Please correct me and clarify if I'm talking complete bullshit.  :bonk

Thanks.
« Last Edit: April 10, 2015, 06:51:02 PM by marcusvdt »

jitterjames

  • Administrator
  • Hero Member
  • *****
  • Posts: 7715
  • Karma: 116
    • View Profile
    • VoxCommando
Re: Payload dictation for SP version
« Reply #1 on: April 10, 2015, 07:30:51 PM »
It is simply not possible, no matter how much we would like it to be.  That is why we did not implement it.

Where in those documents that you refer to does it say that dictation is supported?  If I search on the page that you link to for dictation nothing is found.

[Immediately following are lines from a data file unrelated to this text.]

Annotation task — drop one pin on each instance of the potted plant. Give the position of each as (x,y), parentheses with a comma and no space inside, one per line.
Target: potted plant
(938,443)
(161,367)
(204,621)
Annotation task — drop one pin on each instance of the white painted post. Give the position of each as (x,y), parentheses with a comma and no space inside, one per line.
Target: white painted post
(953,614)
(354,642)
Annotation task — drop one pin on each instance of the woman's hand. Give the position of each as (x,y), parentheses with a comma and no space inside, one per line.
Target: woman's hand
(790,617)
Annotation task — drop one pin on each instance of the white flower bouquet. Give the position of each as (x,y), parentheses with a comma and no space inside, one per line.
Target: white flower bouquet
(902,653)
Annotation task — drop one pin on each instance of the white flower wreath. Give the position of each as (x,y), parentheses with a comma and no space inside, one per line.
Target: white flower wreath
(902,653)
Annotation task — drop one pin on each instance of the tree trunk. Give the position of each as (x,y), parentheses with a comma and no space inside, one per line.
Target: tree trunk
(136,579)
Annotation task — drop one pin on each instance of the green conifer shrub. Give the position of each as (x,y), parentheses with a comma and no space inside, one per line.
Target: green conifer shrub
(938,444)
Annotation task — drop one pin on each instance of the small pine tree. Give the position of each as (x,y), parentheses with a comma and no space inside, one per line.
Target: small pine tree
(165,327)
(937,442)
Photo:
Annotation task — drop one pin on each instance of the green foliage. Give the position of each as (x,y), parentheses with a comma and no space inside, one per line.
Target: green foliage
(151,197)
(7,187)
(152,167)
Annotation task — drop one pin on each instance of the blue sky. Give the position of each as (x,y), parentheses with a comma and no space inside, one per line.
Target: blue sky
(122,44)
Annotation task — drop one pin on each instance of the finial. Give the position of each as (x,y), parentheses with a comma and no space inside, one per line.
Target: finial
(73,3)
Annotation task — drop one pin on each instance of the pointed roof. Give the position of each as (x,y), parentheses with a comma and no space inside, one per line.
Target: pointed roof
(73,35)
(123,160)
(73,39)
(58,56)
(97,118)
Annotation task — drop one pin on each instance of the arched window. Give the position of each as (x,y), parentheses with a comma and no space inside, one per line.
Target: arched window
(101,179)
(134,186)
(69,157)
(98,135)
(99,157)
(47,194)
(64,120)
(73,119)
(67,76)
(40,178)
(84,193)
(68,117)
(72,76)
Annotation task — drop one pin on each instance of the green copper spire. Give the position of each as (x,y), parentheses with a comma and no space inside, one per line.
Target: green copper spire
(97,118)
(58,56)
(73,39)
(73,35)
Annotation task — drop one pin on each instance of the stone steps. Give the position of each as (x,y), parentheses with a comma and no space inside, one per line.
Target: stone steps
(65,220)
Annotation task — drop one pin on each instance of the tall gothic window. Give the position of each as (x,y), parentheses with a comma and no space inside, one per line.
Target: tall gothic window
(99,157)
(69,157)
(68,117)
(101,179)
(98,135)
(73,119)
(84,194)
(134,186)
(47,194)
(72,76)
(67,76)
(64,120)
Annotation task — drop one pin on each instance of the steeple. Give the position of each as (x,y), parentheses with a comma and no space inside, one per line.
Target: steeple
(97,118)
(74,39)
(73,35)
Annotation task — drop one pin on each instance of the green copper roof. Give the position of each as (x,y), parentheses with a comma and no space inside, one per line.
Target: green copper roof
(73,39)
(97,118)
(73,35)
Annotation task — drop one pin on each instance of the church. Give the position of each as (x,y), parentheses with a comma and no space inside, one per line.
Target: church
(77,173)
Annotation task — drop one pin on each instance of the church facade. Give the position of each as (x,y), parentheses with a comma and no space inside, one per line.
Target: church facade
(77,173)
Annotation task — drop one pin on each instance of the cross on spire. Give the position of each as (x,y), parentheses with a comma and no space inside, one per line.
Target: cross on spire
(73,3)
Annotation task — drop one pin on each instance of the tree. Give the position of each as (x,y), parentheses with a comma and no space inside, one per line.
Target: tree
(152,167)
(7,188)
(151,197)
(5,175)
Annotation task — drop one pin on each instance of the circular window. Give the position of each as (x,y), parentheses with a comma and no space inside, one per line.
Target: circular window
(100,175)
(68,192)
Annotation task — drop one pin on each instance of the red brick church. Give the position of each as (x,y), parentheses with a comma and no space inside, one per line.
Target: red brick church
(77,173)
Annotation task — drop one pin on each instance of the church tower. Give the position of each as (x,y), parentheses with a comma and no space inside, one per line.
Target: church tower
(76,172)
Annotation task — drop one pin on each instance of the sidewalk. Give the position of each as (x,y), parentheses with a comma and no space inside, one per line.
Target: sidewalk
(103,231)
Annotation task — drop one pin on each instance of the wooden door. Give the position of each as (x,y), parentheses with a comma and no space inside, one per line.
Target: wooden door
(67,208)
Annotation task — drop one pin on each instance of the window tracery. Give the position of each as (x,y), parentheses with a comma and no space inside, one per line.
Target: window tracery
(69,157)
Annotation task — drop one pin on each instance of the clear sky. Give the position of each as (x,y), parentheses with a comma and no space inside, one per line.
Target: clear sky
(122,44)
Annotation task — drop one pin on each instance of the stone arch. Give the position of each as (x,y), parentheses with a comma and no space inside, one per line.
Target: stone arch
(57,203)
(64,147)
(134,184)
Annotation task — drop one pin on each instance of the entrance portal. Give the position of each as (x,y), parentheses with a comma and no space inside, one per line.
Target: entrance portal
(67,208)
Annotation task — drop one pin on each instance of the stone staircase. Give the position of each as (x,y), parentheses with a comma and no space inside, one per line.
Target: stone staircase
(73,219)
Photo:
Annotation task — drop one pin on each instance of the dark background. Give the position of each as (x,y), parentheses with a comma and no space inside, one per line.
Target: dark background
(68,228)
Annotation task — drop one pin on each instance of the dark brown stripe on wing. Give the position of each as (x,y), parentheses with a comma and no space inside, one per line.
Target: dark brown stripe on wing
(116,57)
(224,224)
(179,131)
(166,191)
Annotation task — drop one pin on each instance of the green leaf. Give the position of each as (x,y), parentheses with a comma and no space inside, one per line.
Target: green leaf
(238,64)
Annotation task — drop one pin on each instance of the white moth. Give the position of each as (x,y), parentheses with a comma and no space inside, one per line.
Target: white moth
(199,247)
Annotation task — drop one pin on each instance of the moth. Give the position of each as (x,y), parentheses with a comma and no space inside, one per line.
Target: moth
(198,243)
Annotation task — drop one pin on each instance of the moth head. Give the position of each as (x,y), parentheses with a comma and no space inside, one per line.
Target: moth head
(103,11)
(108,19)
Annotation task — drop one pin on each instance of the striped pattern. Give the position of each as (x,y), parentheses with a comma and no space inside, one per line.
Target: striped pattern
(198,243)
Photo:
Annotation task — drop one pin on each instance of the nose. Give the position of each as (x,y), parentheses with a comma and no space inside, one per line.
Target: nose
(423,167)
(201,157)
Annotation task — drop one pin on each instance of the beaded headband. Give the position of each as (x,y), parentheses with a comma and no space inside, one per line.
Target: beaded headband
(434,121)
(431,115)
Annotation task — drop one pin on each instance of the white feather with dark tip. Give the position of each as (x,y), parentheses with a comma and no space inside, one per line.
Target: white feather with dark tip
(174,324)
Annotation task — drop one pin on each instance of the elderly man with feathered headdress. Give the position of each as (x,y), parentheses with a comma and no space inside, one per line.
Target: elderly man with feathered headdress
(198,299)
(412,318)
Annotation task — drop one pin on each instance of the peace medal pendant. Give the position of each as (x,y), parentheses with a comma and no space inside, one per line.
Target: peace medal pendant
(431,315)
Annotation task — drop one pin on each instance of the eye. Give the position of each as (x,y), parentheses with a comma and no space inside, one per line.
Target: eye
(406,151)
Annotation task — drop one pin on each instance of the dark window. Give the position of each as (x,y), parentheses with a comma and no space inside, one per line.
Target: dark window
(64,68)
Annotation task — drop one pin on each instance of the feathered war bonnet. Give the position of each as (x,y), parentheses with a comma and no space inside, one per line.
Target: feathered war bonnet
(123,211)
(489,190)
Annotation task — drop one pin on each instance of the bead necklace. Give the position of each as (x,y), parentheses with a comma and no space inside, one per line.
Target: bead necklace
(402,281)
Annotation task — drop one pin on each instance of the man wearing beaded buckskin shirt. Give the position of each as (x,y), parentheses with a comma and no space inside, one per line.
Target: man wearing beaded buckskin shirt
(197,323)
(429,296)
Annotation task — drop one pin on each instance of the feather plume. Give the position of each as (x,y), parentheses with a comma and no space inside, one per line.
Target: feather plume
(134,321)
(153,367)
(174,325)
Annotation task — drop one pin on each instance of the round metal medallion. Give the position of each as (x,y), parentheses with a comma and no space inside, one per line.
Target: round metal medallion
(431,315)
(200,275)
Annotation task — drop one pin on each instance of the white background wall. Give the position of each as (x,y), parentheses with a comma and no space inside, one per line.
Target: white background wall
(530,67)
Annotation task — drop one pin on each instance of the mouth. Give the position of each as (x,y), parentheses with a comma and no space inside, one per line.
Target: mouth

Even if it were supported it is unlikely that it would yield very good results.  The SP engine uses a lower fidelity of sound and does not support training.

marcusvdt

  • Sr. Member
  • ****
  • Posts: 152
  • Karma: 6
  • Researching
    • View Profile
Re: Payload dictation for SP version
« Reply #2 on: April 10, 2015, 08:13:21 PM »
No, it does not say dictation literally. For lack of knowledge of how VR engines actually work, I may have mistakenly understood that the engine allows conversion from whatever you speech to text, but seems I'm completely lost as to how VR actually works in any software.

On this page they say there is a conversion from speech to text, and this where I based my original question.
https://msdn.microsoft.com/en-us/library/hh378337(v=office.14).aspx
Quote
A speech recognition engine (or speech recognizer) takes an audio stream as input and turns it into a text transcription.


marcusvdt

  • Sr. Member
  • ****
  • Posts: 152
  • Karma: 6
  • Researching
    • View Profile
Re: Payload dictation for SP version
« Reply #3 on: April 10, 2015, 08:34:14 PM »
Reading more now, and getting a better idea.
https://msdn.microsoft.com/en-us/library/hh378458%28v=office.14%29.aspx

I thought VR engines were able to construct words from scratch, based on phonetic sound combined with the language locale that is set. That way I would be able to dictate a word that does not exist in my language just by saying the phonetics of each part of the word...
But it seems it needs a grammar to actually try to match the phonetic sounds to predicted words. So, without a grammar containing all the possible words that you may want to say, it won't have anything to match and hence will just ignore unknown sounds.
Then, if this is the only way a VR engine is able to work (which now makes sense to me), how in the hell some of the so called assistants can identify what I'm saying for a web search or for creating a new note on my phone?
Do they have huge collection of all the possible grammars available for a spoken language? Maybe they are self updating the grammar with information from users?